With the off-by-default `schema` feature you can reconstruct a validator from a data
document instead of Rust code. A schema node is a map with a `"type"` tag plus that
validator's options (snake_case, matching the builder methods):

```json
{
  "type": "static_map",
  "fields": {
    "host": { "required": true,  "validator": { "type": "host" } },
    "port": { "required": false, "validator": { "type": "port", "privileged_ok": false } },
    "tags": { "required": false, "validator": {
        "type": "list", "unique": true, "items": { "type": "string", "min_chars": 1 } } },
    "mode": { "required": true, "validator": {
        "type": "either",
        "first":  { "type": "enum", "values": ["auto", "manual"] },
        "second": { "type": "integer", "min": 0 } } }
  }
}
```

The feature adds only `serde` as a dependency.

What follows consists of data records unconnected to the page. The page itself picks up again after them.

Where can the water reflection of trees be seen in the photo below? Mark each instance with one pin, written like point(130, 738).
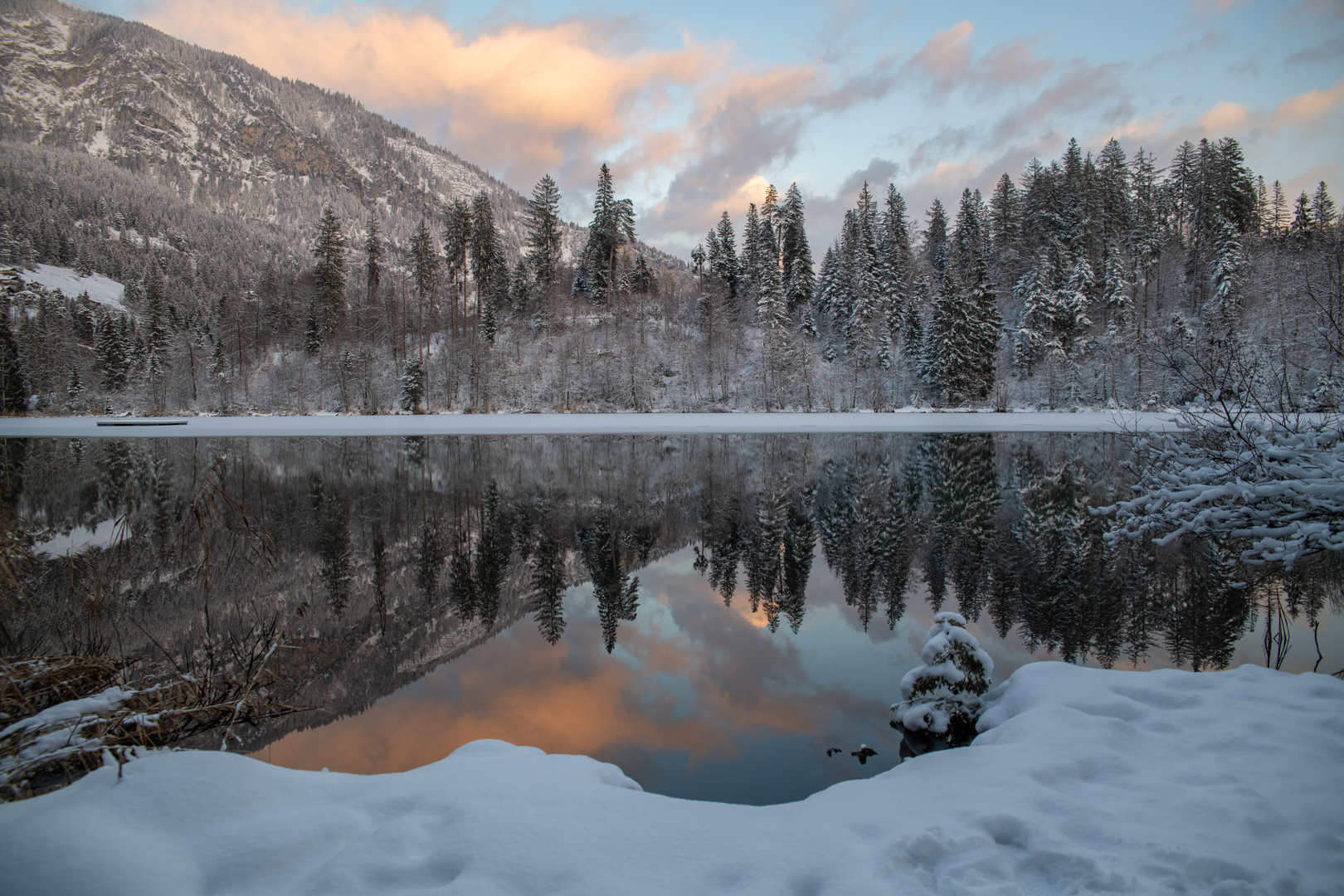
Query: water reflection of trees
point(1008, 535)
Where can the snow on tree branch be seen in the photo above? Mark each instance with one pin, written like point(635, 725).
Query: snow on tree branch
point(1276, 484)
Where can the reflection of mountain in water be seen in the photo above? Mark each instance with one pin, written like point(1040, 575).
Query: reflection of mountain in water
point(396, 555)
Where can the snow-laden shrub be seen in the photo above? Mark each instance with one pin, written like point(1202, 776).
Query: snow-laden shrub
point(1274, 486)
point(942, 696)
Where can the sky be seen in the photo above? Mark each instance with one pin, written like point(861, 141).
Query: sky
point(698, 106)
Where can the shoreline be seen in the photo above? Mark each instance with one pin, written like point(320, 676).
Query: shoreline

Deserialize the document into a
[`SchemaValue`] with any serde data format (`serde_json`, etc.), then build:

```rust
# #[cfg(feature = "schema")] {
use tanzim_validate::{build_value, SchemaValue};

let doc: SchemaValue = serde_json::from_str(r#"{"type":"integer","min":1,"max":65535}"#).unwrap();
let validator = build_value(doc.value()).unwrap();
# }
```

Because the builder works on a `tanzim_value::Value`, the same path also accepts a tree
produced by `tanzim-parse` directly (no serde call needed) — which is how the `tanzim`
facade will wire it in.

Dispatch goes through a [`Registry`]; `Registry::with_builtins()` knows every built-in tag
(feature-gated ones included when their feature is on), and `Registry::register` adds custom
validator types. Schema-construction problems surface as a `SchemaError` carrying a field
path and, when built from a located tree, a source location.